CSA and IIROC also explained that CTPs and dealers must register with provincial regulators around the country.
Fighting against money laundering and terrorist financing
As Canada implements similar regulatory measures to cryptocurrency exchanges as other MSBs, they must comply with FINTRAC’s anti-money laundering and combating terrorist financing (hereinafter referred as: “AML/CFT”) requirements. Hereby, crypto service businesses must have working systems set for due diligence, reporting, verification and record-keeping to mitigate this type of risk.
Entities dealing with virtual currencies are regulated under the Proceeds of Crime (Money Laundering) and Terrorist Financing Act (hereinafter referred as: “PCMLTFA”), FINTRAC being the primary supervisor over the activities conducted as MSBs. Under the PCMLTFA, Virtual Asset Providers should identify and verify their customers for particular specified activities and transactions and to maintain relevant customer records.

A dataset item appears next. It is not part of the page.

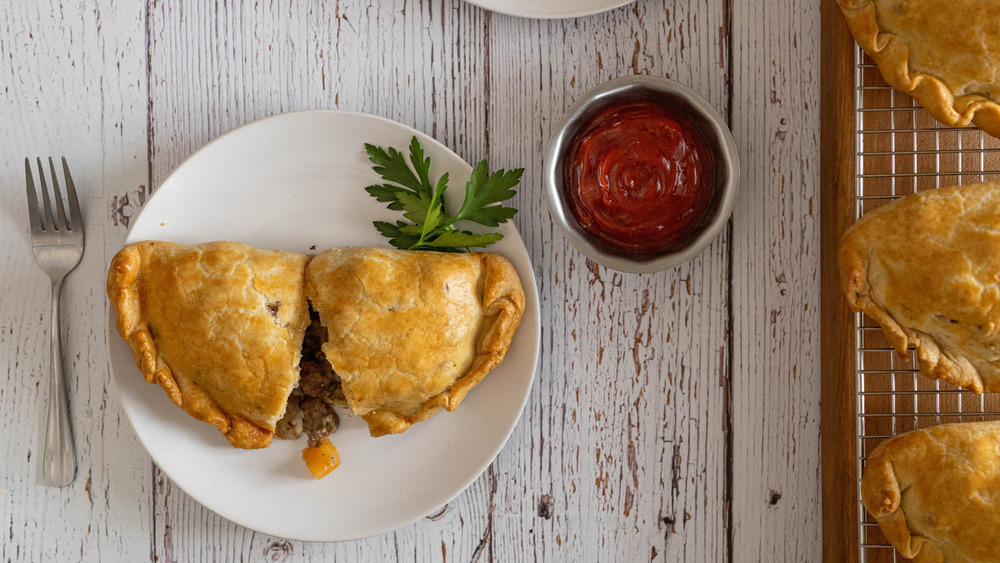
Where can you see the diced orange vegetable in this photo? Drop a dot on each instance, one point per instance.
(322, 459)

As of June 2021, FINTRAC’s updated guidance came into force for ‘know your customer’ requirements for MSBs which needs to be compiled in line with PCMLTFA. The Guidance clarifies that electronic funds transfer, suspicious, large cash or large digital currency transactions or transactions which are alleged to be controlled by a terrorist organisation must be reported and submitted to FINTRAC. To be more precise:
- 10,000 CAD (6,960 EUR) or more in virtual assets received within 24 hours;
- 3,000 CAD (2,090 EUR) or more in foreign exchange transactions;
- 1,000 CAD (670 EUR) or more in virtual asset transfers, capital transmissions, virtual asset exchanges (including both crypto-to-crypto and fiat-to-crypto), virtual asset remittance to a beneficiary and electronic funds transactions;
- regardless of the amount, any operation which might cause suspicion.
Virtual currency operators entities are contingent on regular inspections by FINTRAC for compliance with regulatory policies. businesses should appoint compliance specialists and make sure that working AML/CFT internal procedures are in place.

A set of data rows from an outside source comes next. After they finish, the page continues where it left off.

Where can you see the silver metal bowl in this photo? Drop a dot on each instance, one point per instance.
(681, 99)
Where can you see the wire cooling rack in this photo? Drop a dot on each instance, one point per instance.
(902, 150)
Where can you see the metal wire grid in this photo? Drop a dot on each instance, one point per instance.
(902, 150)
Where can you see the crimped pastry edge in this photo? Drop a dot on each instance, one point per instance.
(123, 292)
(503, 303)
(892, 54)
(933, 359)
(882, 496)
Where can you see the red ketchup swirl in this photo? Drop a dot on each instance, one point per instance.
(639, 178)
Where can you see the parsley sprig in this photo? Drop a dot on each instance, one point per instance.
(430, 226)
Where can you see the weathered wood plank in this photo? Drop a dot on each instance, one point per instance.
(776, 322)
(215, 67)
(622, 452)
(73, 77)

CRA considers the virtual assets to be commodities, hence transactions carried out using these assets are held to be barter transactions. As of 2013, CRA taxed cryptocurrency transactions as capital gains or business income under the Income Tax Act. While declaring transactions with cryptocurrencies, the value of gains and losses should be converted into fiat currency (Canadian dollars) to calculate a reasonable market value. When virtual currencies are taxed in the form of business income, 100% of the income is taxed, while capital gains are taxed only for 50%. Hereby, taxpayers should report the full amount of income gained from cryptocurrency transactions.
In 2017, the securities commission of British Columbia registered in Canada the first investment fund that trades exclusively with cryptocurrencies. In February of 2021, Ontario Securities Commission announced the launch of the first bitcoin exchange-traded fund (Bitcoin ETF) in Canada, followed by the approval of the three Ethereum exchange-traded funds to trade on the Toronto Stock exchange. All things considered, the emerging nature of the digital economy is necessitating the growing need to adopt more flexible standards and norms. Providing more access to cryptocurrency triggers an interest in trading in the virtual assets ecosystem, thus more transparent exposure is needed to regulate progressive security class, while industry stakeholders should take relevant measures to comply with statutory requirements. Before the Canadian government considers any further rulings, time is needed to see the ultimate outcomes of the recent legislative developments in the cryptocurrency domain.
The content of this article is intended to provide a general guide to the subject matter, not to be considered as a legal consultation.